As far as I'm aware, the people who beta tested the 6.3 & *.3a patches were all in the L.A. DMA. This statement should say it all: _a large portion of the initial test group was from employee accounts originating in that market_.

Clearly- due to the initial bugs on the 6.3 [non "A"] bug, a couple of things can be generalized:

- A diverse array of system & hardware configurations were not tested. The lack of 95 and 72.5 programming compatibility is evidence of that. That is why the initial 6.3 rollout was immediately pulled and the "a" patch was re-worked.

- OTA and DD performance was probably not noteable factor- it _is_ the LA DMA of course- who would really be part of the beta test group and bother with an OTA?

With that said, I begged to be part of the 6.3 beta test group. "It's not open to anyone outside of LA". But hey, I got to beta test the HR20 as a consolation prize... not that they listened to any of my recommendations other than the boot-up messages that appeared after the D8 patch.

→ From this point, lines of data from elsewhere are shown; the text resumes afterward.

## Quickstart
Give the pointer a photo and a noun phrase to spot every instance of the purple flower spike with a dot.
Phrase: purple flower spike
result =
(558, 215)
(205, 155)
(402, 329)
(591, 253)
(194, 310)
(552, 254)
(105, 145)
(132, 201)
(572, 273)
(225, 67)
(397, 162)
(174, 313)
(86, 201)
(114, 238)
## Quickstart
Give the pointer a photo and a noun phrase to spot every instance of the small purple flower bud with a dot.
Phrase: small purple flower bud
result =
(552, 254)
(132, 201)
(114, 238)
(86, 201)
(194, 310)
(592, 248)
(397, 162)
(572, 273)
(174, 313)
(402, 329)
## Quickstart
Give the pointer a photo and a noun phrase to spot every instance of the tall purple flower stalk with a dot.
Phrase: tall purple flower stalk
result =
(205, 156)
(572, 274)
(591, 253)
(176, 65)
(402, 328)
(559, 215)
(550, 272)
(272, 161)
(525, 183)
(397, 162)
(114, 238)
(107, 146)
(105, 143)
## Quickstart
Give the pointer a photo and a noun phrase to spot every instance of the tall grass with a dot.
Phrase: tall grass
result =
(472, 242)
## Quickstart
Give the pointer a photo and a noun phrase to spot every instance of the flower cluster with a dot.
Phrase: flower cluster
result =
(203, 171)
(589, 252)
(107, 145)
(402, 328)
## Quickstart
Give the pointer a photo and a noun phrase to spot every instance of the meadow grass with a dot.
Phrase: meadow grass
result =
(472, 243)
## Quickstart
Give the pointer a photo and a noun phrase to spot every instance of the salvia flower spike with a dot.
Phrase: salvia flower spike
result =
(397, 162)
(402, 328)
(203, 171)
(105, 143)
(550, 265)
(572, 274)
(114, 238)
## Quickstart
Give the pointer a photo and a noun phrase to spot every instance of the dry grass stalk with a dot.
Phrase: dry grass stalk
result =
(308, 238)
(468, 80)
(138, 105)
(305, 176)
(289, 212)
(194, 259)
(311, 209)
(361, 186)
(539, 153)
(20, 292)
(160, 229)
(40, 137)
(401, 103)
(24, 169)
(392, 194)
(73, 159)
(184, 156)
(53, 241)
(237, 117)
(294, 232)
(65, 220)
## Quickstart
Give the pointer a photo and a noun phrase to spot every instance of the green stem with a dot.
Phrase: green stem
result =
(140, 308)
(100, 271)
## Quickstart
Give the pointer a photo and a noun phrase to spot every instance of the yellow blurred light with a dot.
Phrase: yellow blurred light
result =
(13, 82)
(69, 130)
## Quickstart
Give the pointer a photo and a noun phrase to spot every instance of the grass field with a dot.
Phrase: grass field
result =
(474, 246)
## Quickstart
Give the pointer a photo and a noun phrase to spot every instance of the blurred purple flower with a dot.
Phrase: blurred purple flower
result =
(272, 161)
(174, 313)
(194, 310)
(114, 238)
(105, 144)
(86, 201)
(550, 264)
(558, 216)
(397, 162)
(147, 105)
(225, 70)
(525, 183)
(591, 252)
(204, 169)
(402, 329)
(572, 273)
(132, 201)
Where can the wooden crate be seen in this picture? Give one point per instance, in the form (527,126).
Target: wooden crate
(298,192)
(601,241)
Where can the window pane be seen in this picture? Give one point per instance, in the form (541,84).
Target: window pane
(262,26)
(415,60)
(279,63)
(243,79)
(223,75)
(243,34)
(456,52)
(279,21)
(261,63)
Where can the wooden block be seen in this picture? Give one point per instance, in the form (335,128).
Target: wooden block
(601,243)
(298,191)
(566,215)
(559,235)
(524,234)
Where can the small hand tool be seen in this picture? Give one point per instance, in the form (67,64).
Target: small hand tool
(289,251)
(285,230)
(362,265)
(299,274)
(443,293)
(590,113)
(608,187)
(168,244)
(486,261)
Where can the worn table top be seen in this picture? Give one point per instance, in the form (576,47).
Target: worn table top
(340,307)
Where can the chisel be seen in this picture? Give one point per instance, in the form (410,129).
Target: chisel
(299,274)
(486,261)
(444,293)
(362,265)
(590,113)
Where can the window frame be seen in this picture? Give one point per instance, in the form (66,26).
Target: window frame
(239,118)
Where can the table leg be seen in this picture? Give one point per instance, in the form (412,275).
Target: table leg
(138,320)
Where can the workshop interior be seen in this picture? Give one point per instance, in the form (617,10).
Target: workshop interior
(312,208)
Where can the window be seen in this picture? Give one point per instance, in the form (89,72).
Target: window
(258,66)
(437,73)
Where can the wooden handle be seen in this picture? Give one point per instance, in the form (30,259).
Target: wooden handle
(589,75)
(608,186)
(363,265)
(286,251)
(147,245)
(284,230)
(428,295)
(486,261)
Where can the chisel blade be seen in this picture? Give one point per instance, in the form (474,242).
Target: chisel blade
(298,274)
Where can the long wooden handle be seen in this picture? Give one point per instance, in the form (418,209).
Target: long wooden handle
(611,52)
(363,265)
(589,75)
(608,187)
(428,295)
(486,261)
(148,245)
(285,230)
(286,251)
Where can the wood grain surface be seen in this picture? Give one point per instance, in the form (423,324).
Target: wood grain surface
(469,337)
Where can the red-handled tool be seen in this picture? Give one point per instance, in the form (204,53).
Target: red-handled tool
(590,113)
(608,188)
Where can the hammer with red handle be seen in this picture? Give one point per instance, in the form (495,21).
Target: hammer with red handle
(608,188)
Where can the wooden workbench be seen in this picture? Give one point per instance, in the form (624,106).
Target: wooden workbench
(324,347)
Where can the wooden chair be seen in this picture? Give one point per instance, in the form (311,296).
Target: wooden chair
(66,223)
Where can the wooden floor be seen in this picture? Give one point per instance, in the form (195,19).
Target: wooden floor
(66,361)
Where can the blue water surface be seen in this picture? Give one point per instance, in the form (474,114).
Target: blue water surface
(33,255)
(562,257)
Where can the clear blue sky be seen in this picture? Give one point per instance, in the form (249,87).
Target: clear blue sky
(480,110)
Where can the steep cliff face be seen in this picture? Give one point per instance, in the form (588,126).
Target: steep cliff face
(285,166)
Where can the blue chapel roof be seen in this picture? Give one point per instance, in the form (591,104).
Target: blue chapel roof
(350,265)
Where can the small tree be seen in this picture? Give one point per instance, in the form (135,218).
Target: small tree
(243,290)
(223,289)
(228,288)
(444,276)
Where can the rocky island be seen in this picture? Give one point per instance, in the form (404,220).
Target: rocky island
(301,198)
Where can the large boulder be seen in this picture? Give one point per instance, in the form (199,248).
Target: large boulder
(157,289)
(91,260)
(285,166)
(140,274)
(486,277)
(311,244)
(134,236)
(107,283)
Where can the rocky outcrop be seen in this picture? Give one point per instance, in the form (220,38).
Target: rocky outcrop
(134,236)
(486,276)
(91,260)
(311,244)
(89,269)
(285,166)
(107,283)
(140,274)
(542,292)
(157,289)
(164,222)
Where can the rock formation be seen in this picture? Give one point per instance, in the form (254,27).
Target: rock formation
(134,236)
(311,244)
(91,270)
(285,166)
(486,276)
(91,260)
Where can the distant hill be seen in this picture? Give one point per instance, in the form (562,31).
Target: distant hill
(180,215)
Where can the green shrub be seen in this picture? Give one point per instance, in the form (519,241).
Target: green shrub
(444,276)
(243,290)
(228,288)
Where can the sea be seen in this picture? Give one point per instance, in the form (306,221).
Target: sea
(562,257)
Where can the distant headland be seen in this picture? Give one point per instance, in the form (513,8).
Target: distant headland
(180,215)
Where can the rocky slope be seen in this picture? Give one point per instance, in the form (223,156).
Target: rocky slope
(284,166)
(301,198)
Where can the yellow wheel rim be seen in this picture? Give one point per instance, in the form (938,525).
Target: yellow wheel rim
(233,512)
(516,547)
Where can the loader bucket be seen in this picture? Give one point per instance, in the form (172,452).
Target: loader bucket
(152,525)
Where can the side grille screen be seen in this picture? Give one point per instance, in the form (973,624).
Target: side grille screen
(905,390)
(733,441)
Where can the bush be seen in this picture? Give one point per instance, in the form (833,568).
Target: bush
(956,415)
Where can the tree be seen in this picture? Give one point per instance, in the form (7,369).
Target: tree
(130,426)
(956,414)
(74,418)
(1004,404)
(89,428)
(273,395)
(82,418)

BTW, your above statement is moot as far as 6.3 _or_ 6.3a is concerned. The software was completely of Tivo's doing. DirecTV did not develop it at all. I will be the first to criticize DirecTV if they deserve it but if 6.3a was their mistake, I imagine we would have already seen an update for it by now.


----------



## bidger (Nov 19, 2005)

Wolffpack said:


> Was this an instance of Tivo preparing the code and beta testing it, then handing it off to DTV? Or was this an instance of Tivo preparing the code and handing it to DTV for testing?


Wow, nothing's ever TiVo's fault.

You might want to adjust your TiVo blinders.


----------



## Wolffpack (Jul 29, 2003)

bidger said:


> Wow, nothing's ever TiVo's fault.
> 
> You might want to adjust your TiVo blinders.


If you will note, I asked a question, I didn't make a statement. I know Tivo does have a beta program that doesn't just involve employees. We all know DTV does not.


----------



## stim (Nov 16, 2005)

bpayne said:


> BTW, your above statement is moot as far as 6.3 _or_ 6.3a is concerned. The software was completely of Tivo's doing. DirecTV did not develop it at all. I will be the first to criticize DirecTV if they deserve it but if 6.3a was their mistake, I imagine we would have already seen an update for it by now.


You are right. I was mostly referring to DirecTV's attempt at a DVR. Why I posted it in this forum, I do not know...


----------



## RobertSeattle (Aug 27, 2006)

stim said:


> In any case, I think that it is obvious that DirecTV should not be in business of making hardware or developing software for receivers. *They only should sell programming and that is all.* They should have third party companies (Sony, Philips, TiVo, etc.) develop the hardware _and_ software on the boxes.


Let the hardware market decide.


----------